Les hantavirus sont des virus transmis principalement par certains rongeurs sauvages. L’être humain peut être contaminé par inhalation de particules issues d’urines, de salive ou d’excréments de rongeurs infectés, notamment dans des lieux fermés peu ventilés (caves, greniers, cabanes, bâtiments agricoles…). « L’hantavirus n’est pas un virus émergent. » rappelle la Pr Anne Goffard, médecin, virologue au CHU de Lille, enseignante à la faculté de Pharmacie de Lille et chercheure en virologie au Centre Infection et Immunité de Lille (CIIL) à l’Institut Pasteur de Lille.

Source : CDC / Cynthia Goldsmith – Public Health Image Library (public domain)

En Europe, et notamment dans le nord-est de la France, le principal hantavirus retrouvé est le virus de Puumala, porté par un petit rongeur : le campagnol roussâtre. Le territoire des Hauts-de-France, notamment l’Avesnois et une partie du département du Nord, fait partie des zones françaises historiques d’endémie pour ce virus. L’infection peut provoquer une forme appelée « néphropathie épidémique », associant généralement fièvre, douleurs musculaires, fatigue importante et atteinte rénale transitoire. Dans de rares cas, des formes plus sévères peuvent survenir.
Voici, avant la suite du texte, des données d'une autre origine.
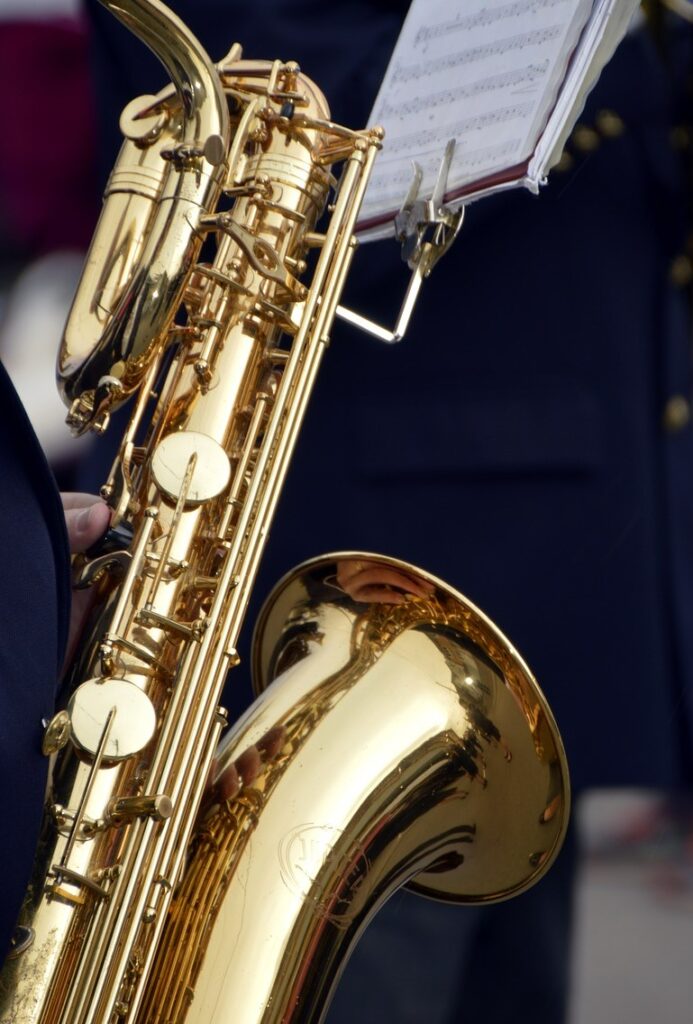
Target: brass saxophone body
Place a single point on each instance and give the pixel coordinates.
(403, 741)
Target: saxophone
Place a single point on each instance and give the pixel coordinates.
(397, 737)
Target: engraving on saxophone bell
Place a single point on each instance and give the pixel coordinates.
(131, 727)
(170, 463)
(308, 851)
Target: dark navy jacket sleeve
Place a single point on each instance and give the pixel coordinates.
(35, 607)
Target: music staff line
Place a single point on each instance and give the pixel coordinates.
(410, 73)
(530, 74)
(415, 141)
(385, 184)
(484, 18)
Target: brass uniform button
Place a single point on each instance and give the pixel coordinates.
(585, 138)
(566, 163)
(609, 124)
(677, 414)
(681, 270)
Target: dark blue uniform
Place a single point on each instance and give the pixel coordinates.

“On distingue les hantavirus de l’Ancien Monde, présents notamment en Europe et en Asie, et ceux du Nouveau Monde, présents sur le continent américain, qui peuvent provoquer des formes plus sévères.”

Pr Anne Goffard

Médecin, virologue au CHU de Lille, enseignante à la faculté de Pharmacie de Lille et chercheure en virologie au Centre Infection et Immunité de Lille (CIIL) à l’Institut Pasteur de Lille.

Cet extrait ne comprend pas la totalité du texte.